Through the lite-apiserver and network snapshot mechanism, it can be ensured that after the edge node restarts when the network is disconnected, the Pod will be pulled up and run normally, and the microservices are also running normally. The mutual access between services involves a domain name resolution problem: Generally speaking, we use coredns to do domain name resolution within the cluster, and it is generally deployed in the form of Deployment, but in the case of edge computing, nodes may not be the same The local area network is likely to cross-availability zone. At this time, the coredns service may not be accessible.

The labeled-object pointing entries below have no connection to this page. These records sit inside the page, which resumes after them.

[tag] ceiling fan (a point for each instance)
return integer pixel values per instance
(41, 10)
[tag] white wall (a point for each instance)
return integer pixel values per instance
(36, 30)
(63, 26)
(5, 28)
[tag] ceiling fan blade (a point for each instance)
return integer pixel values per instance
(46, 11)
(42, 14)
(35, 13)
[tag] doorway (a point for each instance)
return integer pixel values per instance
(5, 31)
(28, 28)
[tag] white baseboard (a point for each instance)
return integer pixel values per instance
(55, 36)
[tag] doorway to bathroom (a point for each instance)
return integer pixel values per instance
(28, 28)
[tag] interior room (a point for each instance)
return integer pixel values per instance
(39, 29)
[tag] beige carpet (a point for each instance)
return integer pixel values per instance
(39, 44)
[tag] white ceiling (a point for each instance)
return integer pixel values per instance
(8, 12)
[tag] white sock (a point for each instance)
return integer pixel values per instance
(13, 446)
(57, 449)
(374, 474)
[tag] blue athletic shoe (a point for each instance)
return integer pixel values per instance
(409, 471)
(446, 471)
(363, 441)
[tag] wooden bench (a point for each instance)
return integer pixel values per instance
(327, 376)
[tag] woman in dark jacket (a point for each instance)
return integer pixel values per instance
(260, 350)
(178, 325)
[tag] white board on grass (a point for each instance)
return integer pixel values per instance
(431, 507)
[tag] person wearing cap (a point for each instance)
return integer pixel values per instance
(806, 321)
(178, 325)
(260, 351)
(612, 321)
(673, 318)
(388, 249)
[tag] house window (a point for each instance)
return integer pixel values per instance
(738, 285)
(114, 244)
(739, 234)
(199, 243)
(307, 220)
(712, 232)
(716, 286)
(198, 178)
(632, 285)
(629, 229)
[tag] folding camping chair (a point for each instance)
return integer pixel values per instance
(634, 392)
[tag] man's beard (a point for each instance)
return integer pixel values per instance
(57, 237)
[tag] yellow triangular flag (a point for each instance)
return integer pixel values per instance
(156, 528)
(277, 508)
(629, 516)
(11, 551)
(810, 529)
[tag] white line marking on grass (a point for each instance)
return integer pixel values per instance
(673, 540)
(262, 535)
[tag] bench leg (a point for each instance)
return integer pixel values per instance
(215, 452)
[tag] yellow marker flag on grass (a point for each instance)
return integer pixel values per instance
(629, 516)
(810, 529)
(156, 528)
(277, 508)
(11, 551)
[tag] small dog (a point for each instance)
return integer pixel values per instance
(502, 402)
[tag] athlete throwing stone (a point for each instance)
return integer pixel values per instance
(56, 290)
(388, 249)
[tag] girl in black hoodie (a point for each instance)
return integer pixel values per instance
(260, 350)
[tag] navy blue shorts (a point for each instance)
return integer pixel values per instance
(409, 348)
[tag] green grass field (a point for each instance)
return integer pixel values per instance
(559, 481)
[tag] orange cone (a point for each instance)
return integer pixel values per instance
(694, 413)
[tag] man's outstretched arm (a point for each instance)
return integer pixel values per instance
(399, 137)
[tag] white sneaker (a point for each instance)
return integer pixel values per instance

In order to ensure that dns access is always normal, superedge has designed a special local dns solution, as follows:

An article to understand the SuperEdge edge container architecture and principle

Local dns uses DaemonSet to deploy coredns to ensure that each node has available coredns. At the same time, modify the startup parameters of kubelet on each node --cluster-dnsto point it to the local private IP (the same for each node). This ensures that domain name resolution can be performed even when the network is disconnected.

In general, superedge is based on the lite-apiserver mechanism, combined with a distributed health check mechanism, network snapshots, and local coredns to ensure the network reliability of the edge container cluster in a weak network environment. In addition, with the higher the level of edge autonomy, more and more components will be required

Cloud side tunnel

Finally, I will introduce the cloud edge tunnel of superedge. The cloud edge tunnel is mainly used to: proxy the request of the cloud to access the edge node components, and solve the problem that the cloud cannot directly access the edge node (the edge node is not exposed to the public network)

The architecture diagram is as follows:

An article to understand the SuperEdge edge container architecture and principle

The realization principle is:

  • The tunnel-edge on the edge node actively connects to the cloud tunnel-cloud service, and the tunnel-cloud service transfers the request to the specific pod of the tunnel-cloud according to the load balancing policy
  • After tunnel-edge and tunnel-cloud establish a grpc connection, tunnel-cloud will write the mapping of its podIp and nodeName of the node where tunnel-edge is located into DNS (tunnel dns). After the grpc connection is disconnected, tunnel-cloud will delete the mapping between the relevant podIp and the node name

The proxy forwarding process of the entire request is as follows:

  • When apiserver or other cloud applications access kubelet or other applications on edge nodes, tunnel-dns forwards the request to the pod of tunnel-cloud through DNS hijacking (resolving the node name in the host to podIp of tunnel-cloud)
  • tunnel-cloud forwards the request information to the grpc connection established with tunnel-edge corresponding to the node name according to the node name
  • tunnel-edge requests the application on the edge node according to the received request information

to sum up

This article in turn introduces the features, overall architecture, main functions and principles of the open source edge computing framework SuperEdge. Among them, distributed health check and edge cluster service access control ServiceGroup are unique features of SuperEdge. Distributed health check largely avoids the migration and reconstruction of a large number of pods caused by the unreliable cloud-side network, and ensures the stability of the service; while the ServiceGroup greatly facilitates users in different computer rooms or regions that belong to the same cluster. Deploy a set of services, and make the requests between each service be completed in the local computer room or in the local domain (closed loop), avoiding cross-regional access of services. In addition, there are functions such as edge autonomy and cloud-side tunnels.

On the whole, SuperEdge adopts a non-intrusive way to build edge clusters. On the basis of the original Kubernetes components remain unchanged, some new components are added to complete edge computing functions. It not only retains the powerful orchestration system of Kubernetes, but also has a complete edge. Calculate ability.